I found that query performance of Jena TDB was very good but depends on
the design of the query and the data. Roughly speaking, you want the query
engine to evaluate the most selective parts of the query as early as possible,
so you reduce the amount of work the query engine does. TDB has a couple of
different optimisers which will use some basic heuristics plus some statistics
about the data to do some re-ordering of the query for you, but query design
still matters, as does data design (generally, less triple patterns and joins,
less work required, so shorter paths in the rdf data helps).

Generally, I think similar concerns apply both to relational databases and
to XML databases (e.g., see [4]).

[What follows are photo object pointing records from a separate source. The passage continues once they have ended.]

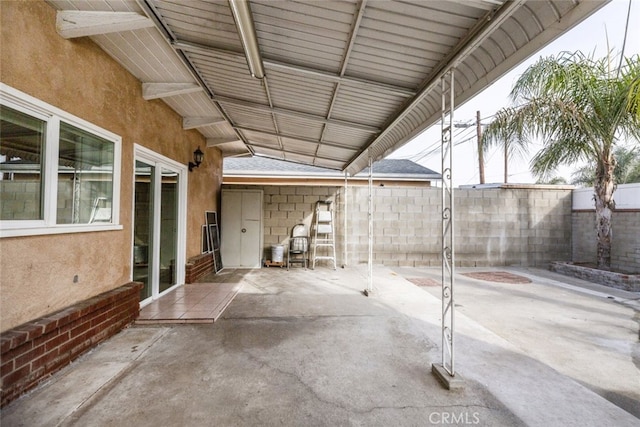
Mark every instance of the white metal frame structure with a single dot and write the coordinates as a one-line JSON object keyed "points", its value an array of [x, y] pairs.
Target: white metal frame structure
{"points": [[448, 249]]}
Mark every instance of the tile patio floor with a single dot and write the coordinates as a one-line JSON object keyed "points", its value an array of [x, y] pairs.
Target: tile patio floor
{"points": [[191, 303]]}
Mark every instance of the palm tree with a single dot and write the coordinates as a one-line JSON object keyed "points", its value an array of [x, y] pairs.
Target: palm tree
{"points": [[580, 108], [627, 168]]}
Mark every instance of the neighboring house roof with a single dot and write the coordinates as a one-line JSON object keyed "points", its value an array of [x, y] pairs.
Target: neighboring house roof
{"points": [[264, 167]]}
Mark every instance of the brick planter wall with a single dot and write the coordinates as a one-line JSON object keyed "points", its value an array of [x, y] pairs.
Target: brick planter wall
{"points": [[34, 350], [197, 267]]}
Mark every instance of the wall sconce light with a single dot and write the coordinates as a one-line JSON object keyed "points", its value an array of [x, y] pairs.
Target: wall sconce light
{"points": [[198, 157]]}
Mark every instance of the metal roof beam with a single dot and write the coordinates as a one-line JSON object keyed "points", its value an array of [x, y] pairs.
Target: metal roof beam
{"points": [[76, 23], [323, 75], [295, 138], [214, 142], [294, 113], [197, 122], [164, 90], [299, 153]]}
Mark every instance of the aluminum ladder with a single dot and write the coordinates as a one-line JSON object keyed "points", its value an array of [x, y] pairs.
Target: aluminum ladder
{"points": [[324, 233]]}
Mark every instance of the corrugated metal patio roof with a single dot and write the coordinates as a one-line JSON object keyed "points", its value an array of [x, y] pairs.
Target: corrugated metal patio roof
{"points": [[339, 81], [264, 166]]}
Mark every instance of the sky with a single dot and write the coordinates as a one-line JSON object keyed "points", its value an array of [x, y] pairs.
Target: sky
{"points": [[607, 25]]}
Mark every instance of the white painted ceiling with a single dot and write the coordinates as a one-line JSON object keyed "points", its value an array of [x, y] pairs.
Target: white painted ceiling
{"points": [[344, 80]]}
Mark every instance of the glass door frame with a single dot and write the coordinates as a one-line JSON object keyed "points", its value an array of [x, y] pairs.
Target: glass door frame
{"points": [[159, 163]]}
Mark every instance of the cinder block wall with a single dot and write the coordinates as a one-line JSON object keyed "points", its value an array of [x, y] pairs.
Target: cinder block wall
{"points": [[625, 245], [499, 226]]}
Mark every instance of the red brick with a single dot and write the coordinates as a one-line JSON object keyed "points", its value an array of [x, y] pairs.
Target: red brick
{"points": [[29, 357], [16, 338], [15, 376], [6, 367], [56, 340], [80, 329], [46, 359], [18, 351]]}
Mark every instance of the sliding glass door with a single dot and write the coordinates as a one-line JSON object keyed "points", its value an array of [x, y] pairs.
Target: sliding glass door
{"points": [[159, 224]]}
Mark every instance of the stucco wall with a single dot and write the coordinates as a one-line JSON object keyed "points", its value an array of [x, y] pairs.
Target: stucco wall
{"points": [[523, 226], [36, 273]]}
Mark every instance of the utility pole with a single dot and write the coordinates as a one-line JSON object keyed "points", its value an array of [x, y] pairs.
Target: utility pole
{"points": [[506, 158], [480, 150], [480, 147]]}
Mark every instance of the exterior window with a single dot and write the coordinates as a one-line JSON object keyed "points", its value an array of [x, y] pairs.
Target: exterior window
{"points": [[85, 177], [58, 173], [21, 165]]}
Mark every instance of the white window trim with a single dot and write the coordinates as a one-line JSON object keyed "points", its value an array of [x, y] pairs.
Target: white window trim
{"points": [[25, 103]]}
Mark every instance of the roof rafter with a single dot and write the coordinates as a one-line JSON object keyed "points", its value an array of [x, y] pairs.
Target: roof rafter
{"points": [[75, 23], [163, 90], [294, 113], [323, 75]]}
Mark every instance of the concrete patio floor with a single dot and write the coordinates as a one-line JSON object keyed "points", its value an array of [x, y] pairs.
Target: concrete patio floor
{"points": [[307, 348]]}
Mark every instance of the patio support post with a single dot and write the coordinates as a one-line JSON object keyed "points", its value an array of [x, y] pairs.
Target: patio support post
{"points": [[346, 216], [369, 291], [445, 372]]}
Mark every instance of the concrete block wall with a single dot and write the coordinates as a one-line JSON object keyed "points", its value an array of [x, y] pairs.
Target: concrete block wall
{"points": [[497, 226], [625, 245]]}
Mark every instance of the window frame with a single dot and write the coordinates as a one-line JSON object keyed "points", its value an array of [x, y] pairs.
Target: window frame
{"points": [[52, 116]]}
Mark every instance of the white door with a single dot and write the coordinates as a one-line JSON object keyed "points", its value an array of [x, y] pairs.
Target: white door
{"points": [[241, 228]]}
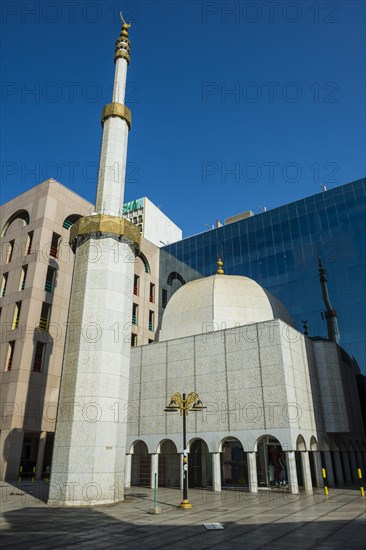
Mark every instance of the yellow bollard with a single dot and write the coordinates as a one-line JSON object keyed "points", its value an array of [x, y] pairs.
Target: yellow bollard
{"points": [[362, 489], [324, 474]]}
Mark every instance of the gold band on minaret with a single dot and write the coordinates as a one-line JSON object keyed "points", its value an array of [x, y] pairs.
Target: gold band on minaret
{"points": [[117, 109], [123, 44]]}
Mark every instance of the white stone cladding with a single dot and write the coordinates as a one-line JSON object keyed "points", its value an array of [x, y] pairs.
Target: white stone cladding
{"points": [[112, 168], [90, 442], [120, 79], [88, 463], [253, 379]]}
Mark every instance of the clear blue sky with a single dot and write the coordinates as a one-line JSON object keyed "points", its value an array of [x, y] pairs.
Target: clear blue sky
{"points": [[234, 104]]}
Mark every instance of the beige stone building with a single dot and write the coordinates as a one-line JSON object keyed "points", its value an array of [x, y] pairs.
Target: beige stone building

So having at least a vague idea of the
strategies that the query engine will use to evaluate the query helps.

I also did some work with TDB and Lucene (LARQ) to investigate free text
queries within a sparql query, which worked well, but didn't manage to achieve
the sub-second results I was hoping on larger datasets (100s of millions
of triples). If you want to play, maybe worth checking out sparqlite [3],
although it's a bit behind recent tdb developments now. Joachim Neubert used
sparqlite to implement a service (http://zbw.eu/beta/stw-ws#combined1)
which offers additional search terms for user queries
(e.g. http://econstor.eu/dspace/simple-search?query=telecommuting), using
data from the STW thesaurus.

Graham Klyne and some of the ex-Jena folks at Epimorphics are taking the
work on sparql and lucene forward in the milarq project, so contact them if
you're interested.

For loading data, TDB goes much faster on a 64-bit OS. So I was using m1.xlarge
ec2 instances (64-bit) to perform the data load onto an ebs volume, then
detaching the volume and attaching to an m1.small instance (32-bit) where the
sparql endpoint is hosted (openflydata.org runs on an m1.small ec2 instance).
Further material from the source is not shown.